The dataset can be found in this online storage service where it has been uploaded by udacity here, with feature documentation available here.

Summary of Findings

In the exploration phase, i predicted two features Employment Status and Verifiable income sources will be most likely predictive of my variable of interest but i had to drop the Verifiable income source upon observation of its distribution with respect to the variable of interest.

At the end of this exploration, i was able to deduce that those who satisfy the following conditions are more likely to complete their loans.

  1. Employed: whether full time, part time, employed
  2. Loan taken for personal reasons.
  3. Average credit score between 650 and 750
  4. Recommedations >=10

Apart from the main variable of interest, i also observed some relation between some of the numeric variables such as the recommendation count and the count of investment from friends in which i noticed that the more recommendations there are, the more friends invested in the loan.

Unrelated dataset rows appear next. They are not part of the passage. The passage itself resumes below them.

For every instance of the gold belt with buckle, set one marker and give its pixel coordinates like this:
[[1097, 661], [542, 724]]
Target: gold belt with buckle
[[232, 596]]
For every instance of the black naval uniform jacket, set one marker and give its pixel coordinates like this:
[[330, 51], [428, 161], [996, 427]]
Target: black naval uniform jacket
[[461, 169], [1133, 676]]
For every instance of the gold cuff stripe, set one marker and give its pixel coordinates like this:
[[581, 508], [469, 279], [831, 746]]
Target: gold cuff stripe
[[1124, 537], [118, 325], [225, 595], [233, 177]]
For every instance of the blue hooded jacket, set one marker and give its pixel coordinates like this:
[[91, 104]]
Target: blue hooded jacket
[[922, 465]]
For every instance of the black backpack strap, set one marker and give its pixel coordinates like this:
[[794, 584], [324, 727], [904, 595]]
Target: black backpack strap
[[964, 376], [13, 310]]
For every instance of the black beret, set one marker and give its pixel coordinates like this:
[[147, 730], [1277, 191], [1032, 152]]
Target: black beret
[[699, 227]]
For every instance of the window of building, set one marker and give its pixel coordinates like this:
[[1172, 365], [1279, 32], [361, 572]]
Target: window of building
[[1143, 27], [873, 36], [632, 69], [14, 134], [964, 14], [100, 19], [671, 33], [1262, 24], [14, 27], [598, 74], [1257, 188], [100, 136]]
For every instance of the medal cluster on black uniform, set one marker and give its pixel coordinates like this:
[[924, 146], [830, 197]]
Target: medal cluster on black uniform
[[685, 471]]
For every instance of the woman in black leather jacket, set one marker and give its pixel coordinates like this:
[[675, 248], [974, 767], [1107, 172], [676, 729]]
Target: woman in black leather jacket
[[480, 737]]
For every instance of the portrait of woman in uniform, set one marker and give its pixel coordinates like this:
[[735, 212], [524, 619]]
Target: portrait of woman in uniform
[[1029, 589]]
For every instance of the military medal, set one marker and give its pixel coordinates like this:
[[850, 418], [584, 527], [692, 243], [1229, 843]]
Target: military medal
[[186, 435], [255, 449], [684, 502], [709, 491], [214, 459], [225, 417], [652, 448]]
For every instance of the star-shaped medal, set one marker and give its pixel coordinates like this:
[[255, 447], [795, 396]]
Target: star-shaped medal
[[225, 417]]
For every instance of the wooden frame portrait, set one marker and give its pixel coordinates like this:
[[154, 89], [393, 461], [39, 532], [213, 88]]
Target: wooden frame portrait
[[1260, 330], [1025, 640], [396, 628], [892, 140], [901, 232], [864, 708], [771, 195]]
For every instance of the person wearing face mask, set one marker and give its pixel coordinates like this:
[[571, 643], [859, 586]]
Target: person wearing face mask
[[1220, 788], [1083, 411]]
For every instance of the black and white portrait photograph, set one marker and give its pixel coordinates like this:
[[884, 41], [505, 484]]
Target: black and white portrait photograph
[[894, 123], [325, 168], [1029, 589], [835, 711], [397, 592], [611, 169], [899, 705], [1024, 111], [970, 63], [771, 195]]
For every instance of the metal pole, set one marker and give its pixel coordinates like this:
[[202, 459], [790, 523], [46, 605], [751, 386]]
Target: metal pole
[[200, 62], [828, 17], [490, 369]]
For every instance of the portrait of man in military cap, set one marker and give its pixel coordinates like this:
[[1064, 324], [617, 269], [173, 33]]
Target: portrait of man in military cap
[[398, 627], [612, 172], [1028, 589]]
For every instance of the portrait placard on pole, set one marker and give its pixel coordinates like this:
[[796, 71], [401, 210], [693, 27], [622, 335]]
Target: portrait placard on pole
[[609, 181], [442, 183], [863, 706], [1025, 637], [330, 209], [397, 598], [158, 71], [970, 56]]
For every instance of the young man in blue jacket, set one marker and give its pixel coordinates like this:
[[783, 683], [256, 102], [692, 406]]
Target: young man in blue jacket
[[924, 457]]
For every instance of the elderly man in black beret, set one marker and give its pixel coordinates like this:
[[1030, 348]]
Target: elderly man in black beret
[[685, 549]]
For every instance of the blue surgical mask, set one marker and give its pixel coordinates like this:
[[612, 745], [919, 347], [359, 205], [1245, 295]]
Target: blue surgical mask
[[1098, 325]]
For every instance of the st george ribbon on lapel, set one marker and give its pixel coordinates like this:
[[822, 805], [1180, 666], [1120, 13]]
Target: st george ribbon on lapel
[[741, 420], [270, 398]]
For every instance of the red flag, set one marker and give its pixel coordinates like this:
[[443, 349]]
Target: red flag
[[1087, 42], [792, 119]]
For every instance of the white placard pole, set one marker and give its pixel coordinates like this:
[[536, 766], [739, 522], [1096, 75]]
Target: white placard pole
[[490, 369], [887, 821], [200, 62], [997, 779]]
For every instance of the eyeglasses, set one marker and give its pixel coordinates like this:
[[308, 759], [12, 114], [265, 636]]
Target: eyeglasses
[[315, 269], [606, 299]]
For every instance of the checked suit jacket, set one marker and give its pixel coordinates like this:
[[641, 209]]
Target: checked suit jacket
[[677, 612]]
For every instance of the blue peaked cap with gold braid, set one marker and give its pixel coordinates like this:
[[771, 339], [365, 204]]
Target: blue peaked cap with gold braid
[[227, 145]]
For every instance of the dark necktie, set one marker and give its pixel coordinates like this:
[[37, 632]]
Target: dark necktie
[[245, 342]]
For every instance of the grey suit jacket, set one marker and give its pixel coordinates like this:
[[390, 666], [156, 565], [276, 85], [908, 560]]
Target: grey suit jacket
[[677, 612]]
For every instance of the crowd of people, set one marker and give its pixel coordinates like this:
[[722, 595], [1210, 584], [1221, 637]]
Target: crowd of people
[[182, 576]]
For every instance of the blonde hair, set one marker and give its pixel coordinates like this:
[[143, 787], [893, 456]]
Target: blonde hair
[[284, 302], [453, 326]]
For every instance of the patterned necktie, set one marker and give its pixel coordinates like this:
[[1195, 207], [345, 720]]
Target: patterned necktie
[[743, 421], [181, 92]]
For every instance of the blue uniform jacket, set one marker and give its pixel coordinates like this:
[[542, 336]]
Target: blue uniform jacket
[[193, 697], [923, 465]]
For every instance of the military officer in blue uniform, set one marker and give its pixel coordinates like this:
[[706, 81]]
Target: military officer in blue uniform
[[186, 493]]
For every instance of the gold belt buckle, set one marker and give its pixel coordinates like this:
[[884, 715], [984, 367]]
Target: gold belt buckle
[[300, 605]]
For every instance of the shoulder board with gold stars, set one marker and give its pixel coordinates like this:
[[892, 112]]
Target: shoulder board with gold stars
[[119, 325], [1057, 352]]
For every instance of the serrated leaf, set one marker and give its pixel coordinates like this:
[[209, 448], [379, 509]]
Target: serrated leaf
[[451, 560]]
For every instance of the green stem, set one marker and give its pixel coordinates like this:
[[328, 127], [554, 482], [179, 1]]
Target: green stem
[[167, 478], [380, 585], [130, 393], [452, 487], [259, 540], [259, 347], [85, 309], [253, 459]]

Also, the average credit score range (which was obtained from taking the average of the upper credit score range and the lower credit score range) and the amount of principal payments made before charged off also have slight correlation.

Key Insights for Presentation

For the presentation, i focused on the employment status, Average credit score and Recomendations count. I started by looking at the distribution of the variable of interest LoanStatus followed by the employment status distribution.

I also investigated the other variables one by one plotting their distribution with histograms. Finally, i investigated the effect of these variables on the interaction between loan status and emploment status using both boxplot and point plot.

Acknowledgements

A very big thank you to Access Bank plc and their advance africa scholarship program without which i would not have been able to participate in this program. Also a big shout out to Udacity for their well packaged and sound curriculum. More power to your elbows. Finally, thanks to my parents, teachers and all who have helped me to be who i am today.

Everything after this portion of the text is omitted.